SHCは日本国内用規格のSMART HEALTH CARDSの略です。海外用規格で接種証明書を申請すると、海外用・国内用2種類のQRコードを取得することができます。
2. SMART Health Cards (日本国内用規格)
この規格は、パスポート情報の入力が必ずしも必須ではない点に特徴があり、必要な際に必要最低限の情報を共有可能にするために設計されています。主に国内施設向けの接種証明書としての活用が見込まれます。米国ハワイ州やカリフォルニア州など複数の州がデジタル接種証明書として採用しています。ただ、現状ではEUデジタルCOVID証明書のように国際的には標準化されていないため、あくまでも日本国内での利用を想定しているはずです。
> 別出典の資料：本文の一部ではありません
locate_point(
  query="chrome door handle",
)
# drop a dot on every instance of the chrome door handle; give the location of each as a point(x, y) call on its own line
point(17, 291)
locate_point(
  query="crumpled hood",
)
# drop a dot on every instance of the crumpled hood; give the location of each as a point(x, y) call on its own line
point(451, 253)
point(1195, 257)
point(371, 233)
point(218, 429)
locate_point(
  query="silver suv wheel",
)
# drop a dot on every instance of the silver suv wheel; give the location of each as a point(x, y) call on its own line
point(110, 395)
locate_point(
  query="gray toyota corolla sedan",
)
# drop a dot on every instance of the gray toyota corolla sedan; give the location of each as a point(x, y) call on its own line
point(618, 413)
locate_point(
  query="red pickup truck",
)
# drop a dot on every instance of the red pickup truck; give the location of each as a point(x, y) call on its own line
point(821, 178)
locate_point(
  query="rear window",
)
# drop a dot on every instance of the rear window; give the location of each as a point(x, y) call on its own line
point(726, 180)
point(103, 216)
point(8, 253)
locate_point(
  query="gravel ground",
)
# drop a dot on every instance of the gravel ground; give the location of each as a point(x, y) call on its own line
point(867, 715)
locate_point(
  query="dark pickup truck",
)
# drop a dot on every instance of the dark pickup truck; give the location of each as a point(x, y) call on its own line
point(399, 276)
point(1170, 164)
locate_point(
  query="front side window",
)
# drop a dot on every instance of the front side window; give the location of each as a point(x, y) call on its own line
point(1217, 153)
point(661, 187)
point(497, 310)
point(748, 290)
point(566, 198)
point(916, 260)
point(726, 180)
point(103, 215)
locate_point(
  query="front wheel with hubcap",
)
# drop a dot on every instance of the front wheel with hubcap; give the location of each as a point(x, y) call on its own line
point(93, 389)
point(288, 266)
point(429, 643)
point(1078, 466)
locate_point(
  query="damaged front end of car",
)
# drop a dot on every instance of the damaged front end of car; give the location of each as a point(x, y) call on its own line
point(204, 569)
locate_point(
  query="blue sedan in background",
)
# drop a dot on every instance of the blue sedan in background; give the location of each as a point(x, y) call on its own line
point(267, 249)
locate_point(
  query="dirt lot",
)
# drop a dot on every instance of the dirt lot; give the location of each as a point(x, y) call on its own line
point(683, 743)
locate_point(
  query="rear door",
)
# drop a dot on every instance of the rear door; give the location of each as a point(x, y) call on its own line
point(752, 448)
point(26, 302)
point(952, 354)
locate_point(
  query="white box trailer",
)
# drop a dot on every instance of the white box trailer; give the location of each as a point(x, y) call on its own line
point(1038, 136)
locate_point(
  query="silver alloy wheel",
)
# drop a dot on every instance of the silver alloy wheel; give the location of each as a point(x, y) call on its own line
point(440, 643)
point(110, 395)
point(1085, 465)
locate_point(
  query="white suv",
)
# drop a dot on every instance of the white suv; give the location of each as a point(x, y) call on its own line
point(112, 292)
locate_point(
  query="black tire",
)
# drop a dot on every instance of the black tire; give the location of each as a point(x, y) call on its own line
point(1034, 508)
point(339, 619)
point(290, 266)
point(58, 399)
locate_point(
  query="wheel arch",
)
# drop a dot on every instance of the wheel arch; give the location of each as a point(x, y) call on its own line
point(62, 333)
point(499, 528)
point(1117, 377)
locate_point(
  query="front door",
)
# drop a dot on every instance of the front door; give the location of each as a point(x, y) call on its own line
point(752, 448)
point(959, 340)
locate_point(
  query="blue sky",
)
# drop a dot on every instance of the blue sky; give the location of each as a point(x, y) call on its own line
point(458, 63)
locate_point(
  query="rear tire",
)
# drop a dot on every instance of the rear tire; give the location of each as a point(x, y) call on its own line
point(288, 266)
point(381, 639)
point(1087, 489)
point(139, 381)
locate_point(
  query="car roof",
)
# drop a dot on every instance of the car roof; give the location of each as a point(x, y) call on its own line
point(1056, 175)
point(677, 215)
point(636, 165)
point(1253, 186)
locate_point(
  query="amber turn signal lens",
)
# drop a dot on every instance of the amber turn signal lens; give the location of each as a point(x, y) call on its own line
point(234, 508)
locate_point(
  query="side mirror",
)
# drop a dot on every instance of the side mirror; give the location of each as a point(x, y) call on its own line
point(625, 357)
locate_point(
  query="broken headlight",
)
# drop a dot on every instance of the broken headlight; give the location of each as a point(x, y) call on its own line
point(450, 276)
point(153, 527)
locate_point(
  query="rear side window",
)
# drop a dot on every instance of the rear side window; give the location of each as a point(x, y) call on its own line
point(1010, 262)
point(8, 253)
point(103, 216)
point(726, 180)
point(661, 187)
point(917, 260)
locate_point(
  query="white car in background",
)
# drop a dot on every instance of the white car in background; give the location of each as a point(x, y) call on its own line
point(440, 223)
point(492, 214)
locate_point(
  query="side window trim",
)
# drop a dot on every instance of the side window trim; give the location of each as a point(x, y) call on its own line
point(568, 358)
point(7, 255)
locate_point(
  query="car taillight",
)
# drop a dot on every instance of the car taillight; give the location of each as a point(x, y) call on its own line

利用目的としては、飲食店・映画館・コンサート会場・テーマパーク・イベント会場・野球やサッカーなどのスタジアム入場の際のワクチン接種履歴の確認用に用いられる可能性が高いと思われます。
マイナンバーカードを所持していない場合のワクチン接種証明書取得方法
マイナンバーカードを所持していないため、アプリを利用することができない場合は「紙ベース」の接種証明書を取得することが可能です。2021年12月1日付で、市区町村が発行する「紙ベース」の接種証明書のフォーマットが改定されました。12月20日以降はQRコード付きの接種証明書を発行することが可能になります。紙ベースのQRコード付きの接種証明書を所持することにより、海外や国内でQRコードの提示を求められた場合でも対応することが出来るようになります。なお、その際には本人確認のために免許証・健康保険証・パスポートなどの「身分証明書」の提示を求められる可能性が高くなりますので、ご注意ください。ワクチン接種証明書の取得方法についてはこちらを参照してください。